Abandoned Dry Cleaners Site Poses
Vapor Intrusion Threat to
Residents of Bellevue, Nebraska
In the first part of 2020, the United States Environmental Protection Agency (USEPA) notified 125 property owners in the town of Bellevue, Nebraska of groundwater contamination that could be sending harmful vapors into their homes and businesses. The notification was prompted by the investigation of a former dry-cleaning business that operated from 1988 to 1992. Bellevue, the oldest town west of the Missouri River, is home to a population of 50,000 people, as well as Strategic Air Command and U.S. Strategic Command.
While in business, the dry cleaner generated an estimated 4,000 and 18,000 pounds of waste tetrachlorethylene (PCE), a dry-cleaning chemical, and its byproduct trichloroethylene (TCE). Short-term exposure to this colorless liquid can cause dizziness, drowsiness, headaches, and irritation to eyes, respiratory tracts, and skin. Long-term exposure can impact mood, memory, vision, attention, reaction time, and may even result in the formation of certain cancers.
The cleaners had a contract with a disposal company to remove the contaminants, which have the potential to migrate into homes and commercial buildings. The cleaners filed for bankruptcy in 1995. The first plume of PCE at the site was not detected until 2017.
Records indicate that the Nebraska Department of Environment and Energy (NDEE) completed Phase I and Phase II Environmental Site Assessments (ESAs) for the property in 2017, with a supplement ESA completed in 2018. “These investigations included sampling of soil, groundwater, soil gas, sub-slab soil vapor, and indoor air.” The assessments detected PCE and TCE, above their respective USEPA screening levels, the concentration limits that would be considered safe for human exposure.

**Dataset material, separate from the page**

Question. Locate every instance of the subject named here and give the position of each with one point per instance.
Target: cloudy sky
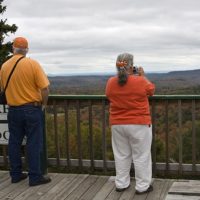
(85, 36)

Additionally, the NDEE conducted vapor intrusion sampling adjacent to and in the vicinity of the dry cleaner’s location. “Sampling PCE-contaminated soil gas in the subsurface soil vapors as high as 1.1 million micrograms per cubic meter (µg/m3), and PCE in the indoor air as high as 130 µg/m3.” This vapor intrusion testing found one residential property and five commercial properties with levels that “may present, an immediate human health risk.” The USEPA subsequently designated the area a Superfund site under the 1980 Comprehensive Environmental Response, Compensation and Liability Act (CERCLA).
Since last year, vapor mitigation systems have been installed in the residential and commercial properties to prevent further vapor intrusion and long-term cleanup plans are being developed for the town of Bellevue.
While the NDEE and USEPA do not know how the dry-cleaning chemicals got into the ground, a 15-block area in downtown Bellevue is now impacted by the groundwater contamination, in part because it took so long for the PCE plume to be detected. Unfortunately, there are many sites like this across the country. Response time is critical with these types of releases and timely, sensible intervention can prevent such releases from becoming subject to intensive remedial action for many years to come.